Le capitaine Saoul-Fifre se gratta l'occiput, puis les aisselles, semant la panique parmi la vermine qu'il avait amené de Terre avec lui.

- Bah, l'erreur est humaine, hein, d'autant que je n'ai plus les idées très claires sur ce qu'il s'est passé ce soir-là... Au fait, ça me fait penser qu'il fait soif, là ! Et si on se prenait un petit jaune ?
- Capitaine ! Dois-je vous rappeler que la pédophilie, que ce soit ou non avec un petit asiate, est prohibée dans tout l'espace fédéral ?
- Mouhahaha ! T'es trop con, Tantan ! Elle est bien bonne celle-là ! Je sens qu'on a pas fini de rigoler avec toi pendant cette mission !

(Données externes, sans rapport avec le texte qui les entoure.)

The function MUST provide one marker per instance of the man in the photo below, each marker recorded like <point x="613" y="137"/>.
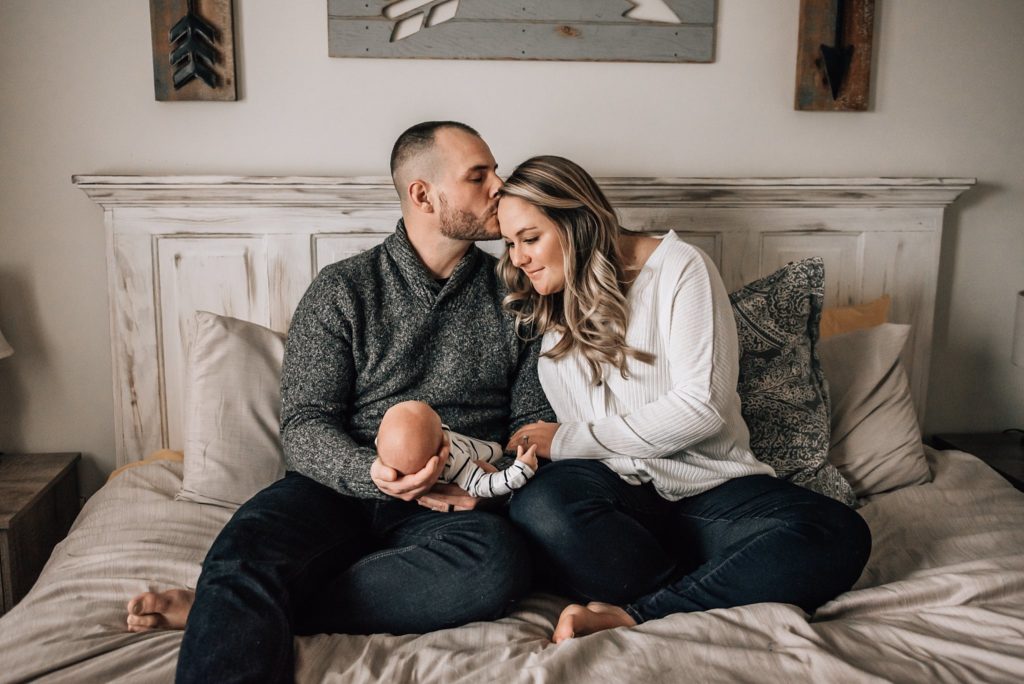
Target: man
<point x="340" y="544"/>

En quittant, livide, la cabine de son capitaine, Taanb-Ouhrin ne partageait pas vraiment cet avis : la mission risquait d'être longue, tristement longue ! Il se demandait même si déclencher le dispositif d'auto-destruction du Blogborygmus ne serait pas un fier service à rendre à la Fédération intergalactique !

Il regagna sa propre cabine, les épaules basses, pendant que le vaisseau s'enfonçait plus encore dans de sombres espaces inexplorés.